The WHOIS tool allows you to get a domain name’s public registration information.
Enter one of the following into the text box:
- A domain name
- An IPv4 address (eg, 192.168.1.1)
- A Base-10 IP address.
If you’re providing a Base-10 IP address, check the Convert Base-10 to IP box.
When to Use It
You can use the WHOIS tool to:
- Find out who owns a domain
- Get the contact information for the domain owner
- See when the registration information was last updated
- Find out the status of a domain (eg, active, expired, available)
- Find the domain’s DNS servers.
You may not use WHOIS to gather information for the purposes of spamming.
What It Does
The WHOIS tool sends an inquiry to a WHOIS server to get information about the domain. The specific server to which we send your request depends on the top-level domain in your query. If you provide a domain with a .com or .net extension, the query goes to internic.net. If you provide an IP address, the tool will do a reverse DNS lookup to get the associated domain name.
Requests for WHOIS information follow the WHOIS protocol that’s specified in RFC 3912. Domain registries can follow a thin or thick data model (the .com and .net TLDs use the thin model). Both models include:
- Information about the registrar
- Domain status
- Creation and expiration dates
- Name server data
- Date the record was last updated.
The thick model also includes administrative, billing, and technical contact information.
The protocol provides no guidance about character encoding. ASCII and UTF-8 are the most commonly used options, however.
There isn’t a standard format for WHOIS information that comes back. Typically, you’ll get:
- The registered domain name and registry ID
- The domain’s dates of creation, expiration, and last modification
- The registrar’s URL, contact information, and WHOIS server address
- The domain holder’s name and contact information
- The name servers for the domain.
If the domain is unknown and cannot be found, you’ll see the message No match for domain. This is a good indication that a domain name is available, but it’s not a guarantee. The server’s information might not be up to date, or it might simply be unavailable (even if it isn’t registered). If you enter an invalid top-level domain (eg, example.qwert), you’ll get the following message: No WHOIS server known for the given domain.

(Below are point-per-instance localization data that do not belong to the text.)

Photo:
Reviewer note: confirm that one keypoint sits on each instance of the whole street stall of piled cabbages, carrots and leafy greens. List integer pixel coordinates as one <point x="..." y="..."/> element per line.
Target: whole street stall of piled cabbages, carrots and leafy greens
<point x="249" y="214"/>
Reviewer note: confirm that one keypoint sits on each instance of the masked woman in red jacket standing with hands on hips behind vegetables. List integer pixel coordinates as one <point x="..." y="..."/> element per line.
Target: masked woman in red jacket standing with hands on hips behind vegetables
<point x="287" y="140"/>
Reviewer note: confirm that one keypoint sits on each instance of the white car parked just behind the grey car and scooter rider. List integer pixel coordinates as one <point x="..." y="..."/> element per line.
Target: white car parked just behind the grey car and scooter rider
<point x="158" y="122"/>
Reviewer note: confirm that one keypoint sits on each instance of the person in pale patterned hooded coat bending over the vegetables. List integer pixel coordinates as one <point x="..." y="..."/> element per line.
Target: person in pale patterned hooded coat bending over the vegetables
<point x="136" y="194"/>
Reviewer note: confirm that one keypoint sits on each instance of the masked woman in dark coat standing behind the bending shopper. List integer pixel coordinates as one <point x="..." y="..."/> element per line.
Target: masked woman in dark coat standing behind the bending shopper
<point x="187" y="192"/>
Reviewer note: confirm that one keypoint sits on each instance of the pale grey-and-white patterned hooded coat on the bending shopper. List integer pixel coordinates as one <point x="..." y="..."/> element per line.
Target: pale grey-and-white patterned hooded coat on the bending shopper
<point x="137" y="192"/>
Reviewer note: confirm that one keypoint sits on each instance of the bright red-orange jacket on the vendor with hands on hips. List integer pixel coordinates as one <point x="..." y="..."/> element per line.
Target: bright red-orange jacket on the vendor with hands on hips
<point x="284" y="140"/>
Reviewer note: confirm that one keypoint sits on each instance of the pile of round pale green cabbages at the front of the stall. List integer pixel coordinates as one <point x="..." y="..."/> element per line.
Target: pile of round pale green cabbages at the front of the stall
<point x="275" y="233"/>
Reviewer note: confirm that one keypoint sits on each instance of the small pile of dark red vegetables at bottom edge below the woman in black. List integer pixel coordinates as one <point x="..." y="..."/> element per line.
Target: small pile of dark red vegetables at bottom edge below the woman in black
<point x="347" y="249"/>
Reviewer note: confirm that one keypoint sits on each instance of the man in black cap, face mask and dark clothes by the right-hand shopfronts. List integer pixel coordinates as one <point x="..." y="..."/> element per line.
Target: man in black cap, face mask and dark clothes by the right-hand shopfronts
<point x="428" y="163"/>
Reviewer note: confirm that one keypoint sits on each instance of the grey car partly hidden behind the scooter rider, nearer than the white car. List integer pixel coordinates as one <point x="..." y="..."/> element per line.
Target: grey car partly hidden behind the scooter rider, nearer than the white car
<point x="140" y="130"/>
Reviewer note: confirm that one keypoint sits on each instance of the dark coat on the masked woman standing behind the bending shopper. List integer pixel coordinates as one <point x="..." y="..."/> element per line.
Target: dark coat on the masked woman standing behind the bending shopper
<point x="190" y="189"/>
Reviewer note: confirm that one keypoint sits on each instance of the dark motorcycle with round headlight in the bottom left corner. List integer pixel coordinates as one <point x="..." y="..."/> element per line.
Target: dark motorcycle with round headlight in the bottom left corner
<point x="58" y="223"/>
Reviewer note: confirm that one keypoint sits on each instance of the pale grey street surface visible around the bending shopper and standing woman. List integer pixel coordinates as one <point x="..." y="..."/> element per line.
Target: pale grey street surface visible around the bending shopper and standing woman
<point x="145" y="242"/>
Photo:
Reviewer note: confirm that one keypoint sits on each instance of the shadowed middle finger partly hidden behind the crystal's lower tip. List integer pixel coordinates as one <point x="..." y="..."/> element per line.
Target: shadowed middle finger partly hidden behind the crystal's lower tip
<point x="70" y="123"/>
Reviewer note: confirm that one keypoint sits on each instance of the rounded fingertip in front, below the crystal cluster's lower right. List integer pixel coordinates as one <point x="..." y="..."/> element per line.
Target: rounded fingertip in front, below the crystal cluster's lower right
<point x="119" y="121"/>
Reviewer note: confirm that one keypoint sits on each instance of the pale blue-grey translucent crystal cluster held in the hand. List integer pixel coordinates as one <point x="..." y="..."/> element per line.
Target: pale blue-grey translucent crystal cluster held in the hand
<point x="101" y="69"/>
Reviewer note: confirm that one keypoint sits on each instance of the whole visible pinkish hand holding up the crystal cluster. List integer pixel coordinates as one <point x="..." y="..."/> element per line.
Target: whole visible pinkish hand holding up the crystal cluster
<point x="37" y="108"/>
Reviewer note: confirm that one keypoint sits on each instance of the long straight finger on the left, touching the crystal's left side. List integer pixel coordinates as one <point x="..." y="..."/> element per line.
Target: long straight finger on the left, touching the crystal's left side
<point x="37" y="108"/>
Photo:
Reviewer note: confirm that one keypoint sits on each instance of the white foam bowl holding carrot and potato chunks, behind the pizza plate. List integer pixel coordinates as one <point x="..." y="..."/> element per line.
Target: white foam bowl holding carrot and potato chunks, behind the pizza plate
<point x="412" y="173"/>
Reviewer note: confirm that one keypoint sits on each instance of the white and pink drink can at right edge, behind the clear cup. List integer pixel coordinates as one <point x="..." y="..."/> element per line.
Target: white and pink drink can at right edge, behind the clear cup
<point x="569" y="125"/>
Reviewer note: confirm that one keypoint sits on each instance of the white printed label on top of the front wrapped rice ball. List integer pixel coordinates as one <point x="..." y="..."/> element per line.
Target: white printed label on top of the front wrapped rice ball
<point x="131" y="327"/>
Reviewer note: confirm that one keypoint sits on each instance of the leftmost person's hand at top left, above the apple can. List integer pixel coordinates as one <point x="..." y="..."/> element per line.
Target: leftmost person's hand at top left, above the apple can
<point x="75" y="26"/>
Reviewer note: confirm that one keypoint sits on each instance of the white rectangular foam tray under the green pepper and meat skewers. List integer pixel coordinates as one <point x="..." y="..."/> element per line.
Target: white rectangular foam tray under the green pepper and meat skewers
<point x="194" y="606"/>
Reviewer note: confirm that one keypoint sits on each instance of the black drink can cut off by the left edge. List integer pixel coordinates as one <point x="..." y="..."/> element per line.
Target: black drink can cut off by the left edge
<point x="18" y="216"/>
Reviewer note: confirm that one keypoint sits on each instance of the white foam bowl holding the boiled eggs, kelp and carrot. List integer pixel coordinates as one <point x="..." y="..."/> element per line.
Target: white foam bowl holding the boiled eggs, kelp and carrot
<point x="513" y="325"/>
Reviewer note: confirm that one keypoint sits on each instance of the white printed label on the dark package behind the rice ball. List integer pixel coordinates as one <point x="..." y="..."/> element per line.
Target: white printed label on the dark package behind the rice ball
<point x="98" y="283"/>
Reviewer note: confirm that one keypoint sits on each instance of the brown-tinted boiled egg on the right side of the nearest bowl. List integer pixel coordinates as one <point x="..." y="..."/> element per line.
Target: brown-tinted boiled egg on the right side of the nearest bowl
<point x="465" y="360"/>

You can query for a subdomain (eg, xyz.example.com), but the usefulness of this is questionable. The results you get depend on how the registered domain is set up. If it supports user-created domain names, you’ll probably get the information on the registered domain, even if the subdomain doesn’t exist. If the subdomain is hosted on a different server, you might get information on the host, rather than the domain that “owns” the subdomain.
Internationalized domain names (IDNs) can contain UTF-8 characters and/or ASCII characters. To include IDNs in your query, you need to perform a preliminary step, which is to convert the domain name to Punycode. Copy and paste the converted domain, then run your WHOIS lookup.
WHOIS servers may impose a limit on how many queries they will accept from one source in a given time period. If you’re not getting a response to your query, try again after some time has elapsed.
A Deeper Look
You’ll sometimes hear the term “the WHOIS database,” but this doesn’t exist. There isn’t a single source of truth with regards to every domain name in existence. Instead, each domain registrar collects information from its customers and makes it available to the WHOIS services. Any given WHOIS server will cover one or more top-level domains (TLDs). While all TLDs are supposed to conform to ICANN requirements, some do not — a domain can look like it belongs to a well-known organization, yet still be fake.
After someone registers a domain or updates the information associated with a domain, it can take anywhere from a few minutes to a few weeks for WHOIS servers to reflect these changes. This is the primary reason why a WHOIS result isn’t a guarantee that a domain is available/unavailable.
Each domain holder is supposed to provide their contact information to be published through the WHOIS services. Many registrars, however, provide the option of masking this information. Instead of seeing the domain owner’s information, you’ll see the address of the registrar instead.
Furthermore, not all of the information provided may be correct. ICANN Requires domain holders to provide valid information, but domain registrars cannot always verify everything. Domains involved with illicit activities are especially likely to register with inaccurate data.
Domains can also be illegally hijacked, and one way to do this is to take away the registration. If a domain record begins to display unexpected content and shows a change in registrars, this is likely what happened.
Some TLDs do not provide a public WHOIS interface, such as the .aq (Antarctica) domains. The WHOIS tool will be unable to provide you information on these domains.
A Note of Interest
WHOIS requests date all the way back to Arpanet in the 1980s. The original WHOIS tool allowed you to look up people, as well as domain names, and you could use wild-card requests.